Hybrid OCR-LLM Framework for Enterprise-Scale Document Information Extraction Under Copy-heavy Task
Zilong Wang, Xiaoyu Shen
TL;DR
The paper addresses scalable information extraction from copy-heavy enterprise documents by exploiting structural redundancy. It introduces a modular hybrid OCR-LLM framework with three extraction paradigms (Direct, Replace, Table) plus a multimodal baseline, and a document-aware controller for format-aware routing. Across 25 configurations and four formats, it shows table-based extraction with structure-preserving OCR achieves perfect or near-perfect F1 with sub-second latency on structured formats, while multimodal methods excel in image inputs but incur orders-of-magnitude higher latency. The key finding is that format-aware, hybrid pipelines can deliver up to about 54× speedups over universal multimodal approaches, offering a practical blueprint for production-scale copy-heavy document processing.
Abstract
Information extraction from copy-heavy documents, characterized by massive volumes of structurally similar content, represents a critical yet understudied challenge in enterprise document processing. We present a systematic framework that strategically combines OCR engines with Large Language Models (LLMs) to optimize the accuracy-efficiency trade-off inherent in repetitive document extraction tasks.

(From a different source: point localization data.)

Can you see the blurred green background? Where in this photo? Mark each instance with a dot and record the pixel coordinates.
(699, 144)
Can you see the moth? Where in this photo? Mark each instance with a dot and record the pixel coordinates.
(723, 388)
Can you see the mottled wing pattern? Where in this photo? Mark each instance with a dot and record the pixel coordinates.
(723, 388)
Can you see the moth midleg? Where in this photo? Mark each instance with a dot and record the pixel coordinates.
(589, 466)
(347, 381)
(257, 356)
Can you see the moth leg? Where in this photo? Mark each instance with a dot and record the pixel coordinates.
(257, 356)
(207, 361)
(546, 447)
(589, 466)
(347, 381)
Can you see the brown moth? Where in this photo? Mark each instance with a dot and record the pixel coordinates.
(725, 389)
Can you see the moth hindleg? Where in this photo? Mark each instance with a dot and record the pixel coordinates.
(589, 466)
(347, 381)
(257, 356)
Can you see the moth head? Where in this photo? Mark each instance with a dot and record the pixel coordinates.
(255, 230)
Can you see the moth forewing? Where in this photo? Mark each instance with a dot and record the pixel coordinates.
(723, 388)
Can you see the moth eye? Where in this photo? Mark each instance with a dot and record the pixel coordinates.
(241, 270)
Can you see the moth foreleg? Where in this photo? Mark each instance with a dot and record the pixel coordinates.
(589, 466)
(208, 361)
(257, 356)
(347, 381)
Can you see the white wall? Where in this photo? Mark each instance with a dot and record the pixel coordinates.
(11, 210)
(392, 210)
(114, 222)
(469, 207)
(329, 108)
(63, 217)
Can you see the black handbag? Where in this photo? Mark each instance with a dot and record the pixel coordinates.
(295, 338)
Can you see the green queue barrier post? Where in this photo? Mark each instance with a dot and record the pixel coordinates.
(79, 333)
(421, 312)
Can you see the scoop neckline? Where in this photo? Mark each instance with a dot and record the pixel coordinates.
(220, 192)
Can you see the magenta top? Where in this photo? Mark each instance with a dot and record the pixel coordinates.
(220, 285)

Unlike existing approaches that pursue universal solutions, our method exploits document-specific characteristics through intelligent strategy selection. We implement and evaluate 25 configurations across three extraction paradigms (direct, replacement, and table-based) on identity documents spanning four formats (PNG, DOCX, XLSX, PDF). Through table-based extraction methods, our adaptive framework delivers outstanding results: F1=1.0 accuracy with 0.97s latency for structured documents, and F1=0.997 accuracy with 0.6 s for challenging image inputs when integrated with PaddleOCR, all while maintaining sub-second processing speeds. The 54 times performance improvement compared with multimodal methods over naive approaches, coupled with format-aware routing, enables processing of heterogeneous document streams at production scale. Beyond the specific application to identity extraction, this work establishes a general principle: the repetitive nature of copy-heavy tasks can be transformed from a computational burden into an optimization opportunity through structure-aware method selection.